Premier League chief executive Richard Scudamore, in 2000, announcing BSkyB’s successful retention of TV rights to screen live matches (Peter Jordan/PA Images via Getty Images)
Incidentally, former Milan president, Italian prime minister and media tycoon Silvio Berlusconi once suggested that pay-per-view would become such a fundamental part of football that match-going supporters would be allowed free entry to grounds, in order to generate the atmosphere for paying television viewers. With season-ticket prices rising every year, that feels like a particularly bad prediction.

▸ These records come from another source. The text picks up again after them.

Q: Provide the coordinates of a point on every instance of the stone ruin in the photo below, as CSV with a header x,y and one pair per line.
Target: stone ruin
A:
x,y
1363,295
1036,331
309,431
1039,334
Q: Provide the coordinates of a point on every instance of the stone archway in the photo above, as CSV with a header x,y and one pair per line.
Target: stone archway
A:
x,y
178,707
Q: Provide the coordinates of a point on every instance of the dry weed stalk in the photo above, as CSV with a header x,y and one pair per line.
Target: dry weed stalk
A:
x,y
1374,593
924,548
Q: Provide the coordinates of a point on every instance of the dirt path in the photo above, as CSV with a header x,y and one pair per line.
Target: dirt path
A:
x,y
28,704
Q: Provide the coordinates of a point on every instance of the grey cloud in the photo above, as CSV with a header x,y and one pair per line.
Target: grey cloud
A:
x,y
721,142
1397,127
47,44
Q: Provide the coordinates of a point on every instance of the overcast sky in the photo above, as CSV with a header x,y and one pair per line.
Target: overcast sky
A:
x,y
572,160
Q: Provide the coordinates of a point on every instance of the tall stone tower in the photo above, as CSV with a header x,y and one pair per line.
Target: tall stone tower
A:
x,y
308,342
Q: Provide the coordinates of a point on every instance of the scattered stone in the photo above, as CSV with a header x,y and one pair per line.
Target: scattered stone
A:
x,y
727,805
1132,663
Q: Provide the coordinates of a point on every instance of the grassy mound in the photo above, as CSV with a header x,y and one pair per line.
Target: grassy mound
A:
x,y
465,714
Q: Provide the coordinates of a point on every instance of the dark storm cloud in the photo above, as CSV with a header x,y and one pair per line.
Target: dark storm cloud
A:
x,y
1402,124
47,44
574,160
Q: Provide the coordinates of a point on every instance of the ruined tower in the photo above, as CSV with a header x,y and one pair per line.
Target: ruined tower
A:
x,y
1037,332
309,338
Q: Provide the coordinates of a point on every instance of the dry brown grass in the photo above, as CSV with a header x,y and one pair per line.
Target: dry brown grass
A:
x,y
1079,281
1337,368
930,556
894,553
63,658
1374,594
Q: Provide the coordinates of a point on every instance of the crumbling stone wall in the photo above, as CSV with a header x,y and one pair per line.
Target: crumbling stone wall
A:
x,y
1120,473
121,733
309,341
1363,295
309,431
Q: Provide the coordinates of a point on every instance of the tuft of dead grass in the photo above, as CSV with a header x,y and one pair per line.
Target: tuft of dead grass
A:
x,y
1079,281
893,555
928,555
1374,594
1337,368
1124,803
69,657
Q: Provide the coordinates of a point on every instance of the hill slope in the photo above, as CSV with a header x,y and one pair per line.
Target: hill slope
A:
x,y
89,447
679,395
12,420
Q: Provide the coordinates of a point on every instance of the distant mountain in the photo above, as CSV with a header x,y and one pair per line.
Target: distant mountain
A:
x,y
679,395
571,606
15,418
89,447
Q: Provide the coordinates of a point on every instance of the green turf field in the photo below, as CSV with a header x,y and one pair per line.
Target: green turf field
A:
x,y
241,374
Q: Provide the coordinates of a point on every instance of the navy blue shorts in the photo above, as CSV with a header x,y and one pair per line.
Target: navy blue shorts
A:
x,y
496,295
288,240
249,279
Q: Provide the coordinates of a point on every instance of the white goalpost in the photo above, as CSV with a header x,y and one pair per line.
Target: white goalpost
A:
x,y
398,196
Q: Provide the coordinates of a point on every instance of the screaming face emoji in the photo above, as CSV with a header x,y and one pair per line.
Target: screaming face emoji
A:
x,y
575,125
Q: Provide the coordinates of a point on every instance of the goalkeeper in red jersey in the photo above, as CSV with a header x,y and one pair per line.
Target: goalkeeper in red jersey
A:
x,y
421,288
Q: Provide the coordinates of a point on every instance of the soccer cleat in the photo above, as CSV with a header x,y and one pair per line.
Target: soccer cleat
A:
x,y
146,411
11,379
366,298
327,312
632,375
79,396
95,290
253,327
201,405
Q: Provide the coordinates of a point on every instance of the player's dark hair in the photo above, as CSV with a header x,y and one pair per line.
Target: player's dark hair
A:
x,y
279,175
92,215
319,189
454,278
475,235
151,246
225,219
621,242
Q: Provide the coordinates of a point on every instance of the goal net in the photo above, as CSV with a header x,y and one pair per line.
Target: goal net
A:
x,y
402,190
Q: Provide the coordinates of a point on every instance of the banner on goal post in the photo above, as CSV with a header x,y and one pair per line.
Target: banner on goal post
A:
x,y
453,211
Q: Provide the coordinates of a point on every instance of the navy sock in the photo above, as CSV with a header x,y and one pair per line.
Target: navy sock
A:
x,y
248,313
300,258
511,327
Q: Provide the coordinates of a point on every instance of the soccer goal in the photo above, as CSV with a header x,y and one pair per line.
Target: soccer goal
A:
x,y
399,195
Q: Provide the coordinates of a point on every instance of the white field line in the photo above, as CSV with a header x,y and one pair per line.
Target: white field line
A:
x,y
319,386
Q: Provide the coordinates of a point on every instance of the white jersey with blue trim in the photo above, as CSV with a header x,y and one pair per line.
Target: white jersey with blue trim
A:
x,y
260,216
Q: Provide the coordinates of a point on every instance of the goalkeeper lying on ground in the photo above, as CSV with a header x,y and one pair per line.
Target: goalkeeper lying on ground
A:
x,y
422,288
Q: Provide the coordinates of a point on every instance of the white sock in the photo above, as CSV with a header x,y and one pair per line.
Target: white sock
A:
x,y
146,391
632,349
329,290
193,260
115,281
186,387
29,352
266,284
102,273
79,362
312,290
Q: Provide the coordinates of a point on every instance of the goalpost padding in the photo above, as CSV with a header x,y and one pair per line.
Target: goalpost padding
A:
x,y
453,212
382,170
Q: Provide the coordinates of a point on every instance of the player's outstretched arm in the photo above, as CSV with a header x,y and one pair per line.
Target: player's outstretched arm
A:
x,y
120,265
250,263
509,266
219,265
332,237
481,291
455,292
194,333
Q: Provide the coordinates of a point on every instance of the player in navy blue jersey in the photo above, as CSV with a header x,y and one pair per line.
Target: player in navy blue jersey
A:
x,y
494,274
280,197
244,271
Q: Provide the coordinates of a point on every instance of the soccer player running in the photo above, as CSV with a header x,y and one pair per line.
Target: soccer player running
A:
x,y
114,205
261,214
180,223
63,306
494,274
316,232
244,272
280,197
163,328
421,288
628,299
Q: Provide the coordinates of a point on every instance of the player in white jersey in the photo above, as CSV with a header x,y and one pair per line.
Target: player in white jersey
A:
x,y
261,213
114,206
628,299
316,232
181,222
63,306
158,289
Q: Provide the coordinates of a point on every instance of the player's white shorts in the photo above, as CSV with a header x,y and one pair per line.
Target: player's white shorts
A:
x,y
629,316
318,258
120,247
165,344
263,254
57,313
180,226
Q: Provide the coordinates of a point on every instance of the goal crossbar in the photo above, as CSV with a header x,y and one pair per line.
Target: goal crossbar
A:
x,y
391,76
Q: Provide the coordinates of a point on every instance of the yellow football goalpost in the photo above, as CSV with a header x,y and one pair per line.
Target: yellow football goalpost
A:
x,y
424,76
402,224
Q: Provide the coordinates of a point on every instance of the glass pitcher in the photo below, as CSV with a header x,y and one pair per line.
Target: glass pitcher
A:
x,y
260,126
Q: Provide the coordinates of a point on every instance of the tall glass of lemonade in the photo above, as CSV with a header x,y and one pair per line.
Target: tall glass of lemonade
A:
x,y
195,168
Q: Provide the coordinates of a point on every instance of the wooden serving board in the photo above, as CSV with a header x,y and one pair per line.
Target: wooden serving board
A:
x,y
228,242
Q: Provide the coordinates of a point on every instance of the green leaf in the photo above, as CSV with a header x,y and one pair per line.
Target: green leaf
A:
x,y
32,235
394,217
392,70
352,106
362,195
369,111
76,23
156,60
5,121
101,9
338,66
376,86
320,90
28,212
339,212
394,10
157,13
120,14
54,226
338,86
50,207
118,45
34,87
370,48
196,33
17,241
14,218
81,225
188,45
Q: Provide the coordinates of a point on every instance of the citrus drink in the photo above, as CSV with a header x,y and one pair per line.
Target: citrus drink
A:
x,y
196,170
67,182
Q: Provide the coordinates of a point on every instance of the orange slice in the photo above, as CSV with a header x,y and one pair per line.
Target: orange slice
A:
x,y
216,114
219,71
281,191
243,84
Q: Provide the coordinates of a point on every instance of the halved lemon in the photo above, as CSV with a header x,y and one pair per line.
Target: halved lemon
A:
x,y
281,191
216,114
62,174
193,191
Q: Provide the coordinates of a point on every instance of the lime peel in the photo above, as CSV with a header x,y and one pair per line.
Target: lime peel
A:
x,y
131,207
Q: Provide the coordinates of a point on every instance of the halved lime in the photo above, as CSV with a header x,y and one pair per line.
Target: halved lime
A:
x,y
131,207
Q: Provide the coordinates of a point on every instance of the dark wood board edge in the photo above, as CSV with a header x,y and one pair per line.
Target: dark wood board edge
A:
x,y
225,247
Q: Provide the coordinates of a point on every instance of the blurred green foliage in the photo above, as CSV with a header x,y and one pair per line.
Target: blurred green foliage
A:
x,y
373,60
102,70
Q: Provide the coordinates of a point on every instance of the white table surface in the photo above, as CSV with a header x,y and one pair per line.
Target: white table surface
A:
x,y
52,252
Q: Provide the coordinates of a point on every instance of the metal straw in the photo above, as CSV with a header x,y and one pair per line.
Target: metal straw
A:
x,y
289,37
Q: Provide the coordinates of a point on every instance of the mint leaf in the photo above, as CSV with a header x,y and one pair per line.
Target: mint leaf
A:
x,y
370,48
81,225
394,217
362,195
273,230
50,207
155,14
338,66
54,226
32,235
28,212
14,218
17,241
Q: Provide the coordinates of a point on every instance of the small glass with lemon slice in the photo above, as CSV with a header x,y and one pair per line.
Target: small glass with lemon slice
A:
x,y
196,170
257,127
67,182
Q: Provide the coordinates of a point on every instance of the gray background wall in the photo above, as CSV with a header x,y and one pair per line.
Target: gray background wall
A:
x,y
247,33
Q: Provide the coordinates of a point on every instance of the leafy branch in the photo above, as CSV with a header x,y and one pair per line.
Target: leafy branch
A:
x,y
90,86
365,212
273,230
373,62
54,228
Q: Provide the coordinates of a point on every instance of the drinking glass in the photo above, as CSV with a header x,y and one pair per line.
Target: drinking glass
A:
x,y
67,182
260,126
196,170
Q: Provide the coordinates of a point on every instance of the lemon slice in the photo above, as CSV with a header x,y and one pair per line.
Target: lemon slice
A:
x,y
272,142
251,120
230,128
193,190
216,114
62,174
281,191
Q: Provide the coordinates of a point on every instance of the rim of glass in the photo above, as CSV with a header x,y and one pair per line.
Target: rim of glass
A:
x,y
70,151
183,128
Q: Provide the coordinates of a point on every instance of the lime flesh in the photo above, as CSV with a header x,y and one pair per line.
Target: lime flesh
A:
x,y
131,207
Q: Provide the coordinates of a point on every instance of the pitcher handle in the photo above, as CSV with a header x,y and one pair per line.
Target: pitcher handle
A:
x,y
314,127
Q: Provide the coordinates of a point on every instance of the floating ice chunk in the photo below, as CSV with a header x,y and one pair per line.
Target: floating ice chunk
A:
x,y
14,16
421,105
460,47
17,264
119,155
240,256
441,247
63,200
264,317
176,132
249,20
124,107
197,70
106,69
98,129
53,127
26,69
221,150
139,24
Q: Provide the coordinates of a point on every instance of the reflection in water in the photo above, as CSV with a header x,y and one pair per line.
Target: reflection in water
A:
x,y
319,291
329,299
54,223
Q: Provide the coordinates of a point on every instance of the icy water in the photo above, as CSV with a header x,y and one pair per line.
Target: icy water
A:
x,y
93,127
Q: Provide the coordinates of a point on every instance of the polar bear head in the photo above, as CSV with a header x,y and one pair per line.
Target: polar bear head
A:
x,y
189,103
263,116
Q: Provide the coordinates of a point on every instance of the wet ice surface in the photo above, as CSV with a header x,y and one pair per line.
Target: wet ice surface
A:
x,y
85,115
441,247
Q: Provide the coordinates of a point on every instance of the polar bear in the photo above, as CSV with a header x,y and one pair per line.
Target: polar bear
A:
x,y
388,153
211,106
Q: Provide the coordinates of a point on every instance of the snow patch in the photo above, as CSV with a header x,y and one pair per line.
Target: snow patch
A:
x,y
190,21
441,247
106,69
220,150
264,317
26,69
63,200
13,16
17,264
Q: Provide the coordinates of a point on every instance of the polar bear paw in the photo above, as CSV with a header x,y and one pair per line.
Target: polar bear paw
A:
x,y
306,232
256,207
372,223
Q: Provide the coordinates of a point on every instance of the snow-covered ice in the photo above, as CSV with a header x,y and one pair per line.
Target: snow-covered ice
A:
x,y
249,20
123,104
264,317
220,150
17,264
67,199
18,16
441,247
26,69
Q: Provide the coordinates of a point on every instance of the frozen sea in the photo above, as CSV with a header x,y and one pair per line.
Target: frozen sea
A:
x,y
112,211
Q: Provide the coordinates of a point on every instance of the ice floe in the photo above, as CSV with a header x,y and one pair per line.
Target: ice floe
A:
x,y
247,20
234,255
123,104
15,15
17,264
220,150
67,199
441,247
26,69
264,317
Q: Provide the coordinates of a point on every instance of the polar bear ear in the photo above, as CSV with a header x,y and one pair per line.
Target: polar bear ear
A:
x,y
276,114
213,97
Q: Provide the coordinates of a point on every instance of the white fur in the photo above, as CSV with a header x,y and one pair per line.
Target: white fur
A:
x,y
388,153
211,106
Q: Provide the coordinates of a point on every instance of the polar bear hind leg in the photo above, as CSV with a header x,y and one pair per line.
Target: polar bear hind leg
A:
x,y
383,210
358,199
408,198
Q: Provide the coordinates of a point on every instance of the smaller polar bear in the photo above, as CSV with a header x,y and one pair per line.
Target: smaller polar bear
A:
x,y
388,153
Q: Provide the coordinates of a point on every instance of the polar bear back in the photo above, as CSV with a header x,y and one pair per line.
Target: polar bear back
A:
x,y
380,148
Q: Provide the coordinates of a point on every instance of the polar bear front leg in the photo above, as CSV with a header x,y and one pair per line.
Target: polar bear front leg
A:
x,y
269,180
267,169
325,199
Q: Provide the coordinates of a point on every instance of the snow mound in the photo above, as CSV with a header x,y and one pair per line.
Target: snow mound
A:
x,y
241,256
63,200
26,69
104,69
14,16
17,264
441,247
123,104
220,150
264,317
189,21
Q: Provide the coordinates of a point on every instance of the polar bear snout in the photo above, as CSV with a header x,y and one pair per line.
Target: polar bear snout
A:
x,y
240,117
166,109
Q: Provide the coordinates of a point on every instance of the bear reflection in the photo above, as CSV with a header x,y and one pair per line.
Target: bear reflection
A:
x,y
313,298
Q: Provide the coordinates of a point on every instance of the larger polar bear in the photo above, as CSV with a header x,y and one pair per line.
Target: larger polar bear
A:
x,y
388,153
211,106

In general, considering technological developments and the brief experience of every Premier League match being available due to Covid-19, it seems improbable that the ‘traditional’ model of television subscriptions remains in place. Sky still dominates, and the basic structure is still about monthly subscriptions. For now, at least.
Fewer top managers will be former players
At the turn of the century, it was clear football was becoming more sophisticated, more technocratic, more based around sports-science. And therefore, it seemed likely there would be a boom in the number of top-level managers who had no serious playing career. As the legendary Italian coach Arrigo Sacchi famously said, “I never realised that to be a jockey, you had to be a horse first.”
Arsene Wenger was often cited as the model for future managers. It’s worth clarifying that Wenger had a reasonable playing career, including a small contribution to Strasbourg winning the French title in 1979, but he simply didn’t feel like an ex-pro. He felt more like an academic. And when Wenger’s position in the English game was challenged by the arrivals of Jose Mourinho and Rafa Benitez in 2004 — neither of whom had enjoyed a top-flight playing career — it felt like the start of a revolution.
But only five of the current 20 Premier League managers/head coaches — Fabian Hurzeler, Thomas Frank, Daniel Farke, Eddie Howe and Vitor Pereira — didn’t play top-flight football. In contrast, six of them played at international level.

Rafa Benitez and Jose Mourinho didn’t usher in an era of ‘outsider’ head coaches (Odd Andersen/AFP via Getty Images)
And while there are some notable exceptions, most of the managers who have dominated European football in the past decade or so — Guardiola, Antonio Conte, Zinedine Zidane, Didier Deschamps, Carlo Ancelotti, Luis Enrique, Diego Simeone, Roberto Mancini — were highly prominent players, regularly turning out for the world’s best national sides. Even Hansi Flick, whose playing career sometimes goes under the radar, appeared in a European Cup final for Bayern.
People always seem to think the next generation will be different. But younger coaches in charge of Europe’s major clubs today — Xabi Alonso, Mikel Arteta, Enzo Maresca, Igor Tudor, Cristian Chivu, John Heitinga, Ruben Amorim — are all familiar names from their playing days a decade or so ago.
Granted, almost by definition, the ‘outsiders’ take longer to reach the top, such as Maurizio Sarri. But the anticipated shift towards non-players has, a little surprisingly, not occurred.